This article is of an experimental design for a part of my research plan (on language acquisition), where phonetic labels and visual patterns are to be associated with machine learning.
- Basic Ideas
- Goal: The system relates figure images with linguistic labels (phoneme strings).
- Labels represent the shapes or colors of figures.
- Labels and shapes/colors of figures shall be learned in a non-supervised manner by presenting labels and figures together.
- The system should be able to associate labels with shapes/colors of figures after learning.
- Computer Vision: OpenCV/SimpleCV
- Machine Learning Tool: TBD
- Clustering (non-supervised learning)
Hopefully, non-parametric for the number of clusters.
Auto-complete-like function for learned patterns.
- Learning patterns
- Input patterns (in two modalities)
- Figure images: rectangles, circles, triangles of various sizes and colors
- Label pattern: 2D array of (phoneme position × phoneme type)
- Image processing: monochromatizing, edge detection, SIFT?

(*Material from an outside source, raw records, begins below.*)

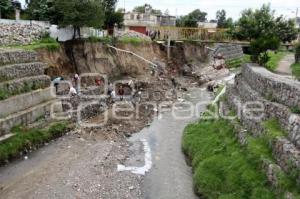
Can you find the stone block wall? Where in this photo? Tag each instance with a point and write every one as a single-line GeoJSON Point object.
{"type": "Point", "coordinates": [25, 92]}
{"type": "Point", "coordinates": [24, 85]}
{"type": "Point", "coordinates": [17, 56]}
{"type": "Point", "coordinates": [19, 34]}
{"type": "Point", "coordinates": [272, 86]}
{"type": "Point", "coordinates": [254, 85]}
{"type": "Point", "coordinates": [21, 70]}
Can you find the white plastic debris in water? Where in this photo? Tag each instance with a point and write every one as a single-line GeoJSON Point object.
{"type": "Point", "coordinates": [148, 162]}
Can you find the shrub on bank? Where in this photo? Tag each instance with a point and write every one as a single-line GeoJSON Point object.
{"type": "Point", "coordinates": [225, 169]}
{"type": "Point", "coordinates": [297, 53]}
{"type": "Point", "coordinates": [27, 139]}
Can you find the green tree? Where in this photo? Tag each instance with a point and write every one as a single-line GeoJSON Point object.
{"type": "Point", "coordinates": [192, 19]}
{"type": "Point", "coordinates": [141, 9]}
{"type": "Point", "coordinates": [6, 9]}
{"type": "Point", "coordinates": [80, 13]}
{"type": "Point", "coordinates": [285, 29]}
{"type": "Point", "coordinates": [260, 46]}
{"type": "Point", "coordinates": [111, 16]}
{"type": "Point", "coordinates": [38, 10]}
{"type": "Point", "coordinates": [262, 22]}
{"type": "Point", "coordinates": [221, 18]}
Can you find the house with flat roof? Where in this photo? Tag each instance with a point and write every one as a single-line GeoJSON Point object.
{"type": "Point", "coordinates": [141, 22]}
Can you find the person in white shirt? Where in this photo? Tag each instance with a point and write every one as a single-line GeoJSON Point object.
{"type": "Point", "coordinates": [72, 91]}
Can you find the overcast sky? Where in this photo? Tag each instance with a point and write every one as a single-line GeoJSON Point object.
{"type": "Point", "coordinates": [233, 7]}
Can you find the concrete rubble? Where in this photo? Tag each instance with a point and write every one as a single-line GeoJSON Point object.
{"type": "Point", "coordinates": [22, 34]}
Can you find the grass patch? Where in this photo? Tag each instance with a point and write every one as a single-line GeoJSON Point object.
{"type": "Point", "coordinates": [219, 90]}
{"type": "Point", "coordinates": [28, 139]}
{"type": "Point", "coordinates": [273, 129]}
{"type": "Point", "coordinates": [238, 62]}
{"type": "Point", "coordinates": [296, 70]}
{"type": "Point", "coordinates": [295, 109]}
{"type": "Point", "coordinates": [133, 40]}
{"type": "Point", "coordinates": [274, 60]}
{"type": "Point", "coordinates": [224, 169]}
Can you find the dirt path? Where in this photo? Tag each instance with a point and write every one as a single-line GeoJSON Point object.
{"type": "Point", "coordinates": [284, 66]}
{"type": "Point", "coordinates": [71, 168]}
{"type": "Point", "coordinates": [79, 166]}
{"type": "Point", "coordinates": [170, 177]}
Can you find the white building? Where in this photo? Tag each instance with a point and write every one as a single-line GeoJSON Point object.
{"type": "Point", "coordinates": [141, 22]}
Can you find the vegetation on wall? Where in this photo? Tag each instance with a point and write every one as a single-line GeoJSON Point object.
{"type": "Point", "coordinates": [225, 169]}
{"type": "Point", "coordinates": [222, 21]}
{"type": "Point", "coordinates": [28, 139]}
{"type": "Point", "coordinates": [262, 22]}
{"type": "Point", "coordinates": [260, 46]}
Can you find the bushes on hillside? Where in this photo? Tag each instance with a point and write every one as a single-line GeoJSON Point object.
{"type": "Point", "coordinates": [297, 52]}
{"type": "Point", "coordinates": [260, 46]}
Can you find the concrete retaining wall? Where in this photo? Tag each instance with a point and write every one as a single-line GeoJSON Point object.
{"type": "Point", "coordinates": [25, 101]}
{"type": "Point", "coordinates": [272, 86]}
{"type": "Point", "coordinates": [254, 84]}
{"type": "Point", "coordinates": [20, 34]}
{"type": "Point", "coordinates": [17, 56]}
{"type": "Point", "coordinates": [21, 70]}
{"type": "Point", "coordinates": [24, 85]}
{"type": "Point", "coordinates": [289, 121]}
{"type": "Point", "coordinates": [26, 117]}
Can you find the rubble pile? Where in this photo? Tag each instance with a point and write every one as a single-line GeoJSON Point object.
{"type": "Point", "coordinates": [18, 34]}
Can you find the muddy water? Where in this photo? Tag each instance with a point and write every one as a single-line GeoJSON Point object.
{"type": "Point", "coordinates": [170, 177]}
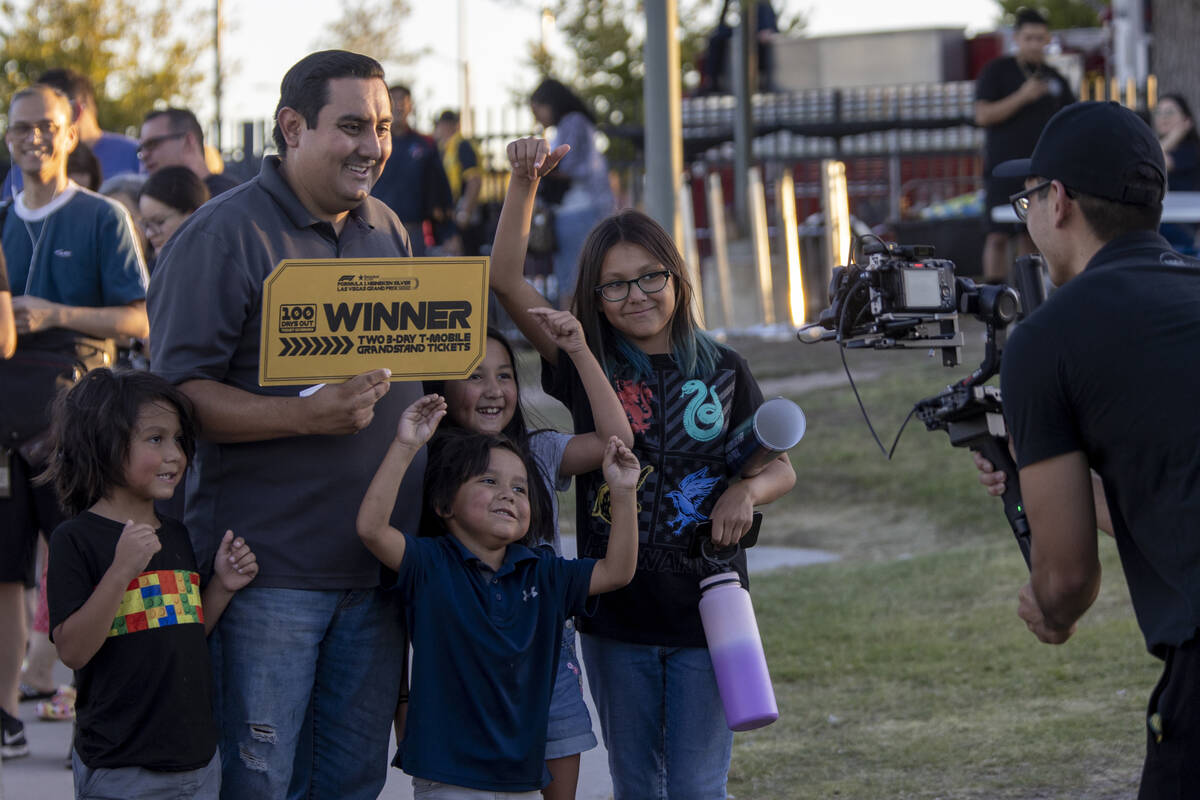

Co-occurrence patterns of figures and labels, figure shapes, colors, and labels shall be clustered with the following configuration of learners:
[the following has been modified on 2014-09-14]
- Label learner: label candidates are selected from frequent phoneme N-grams.
- Shape learner: assign a non-supervised learner for figure shapes.
- Color learner: assign a
non-supervised learner for figure colors.
Colors are learned with color label candidates as teacher signals.
- Cross-modal (label sense) learner: for a label (candidate) to have a sense, it must have a statistic correlation with a 'cluster' in shape/color learner.
In any case, as learned category nodes do not have complete information to construct particular lower input patterns, some external mechanism should be added to visualize the association.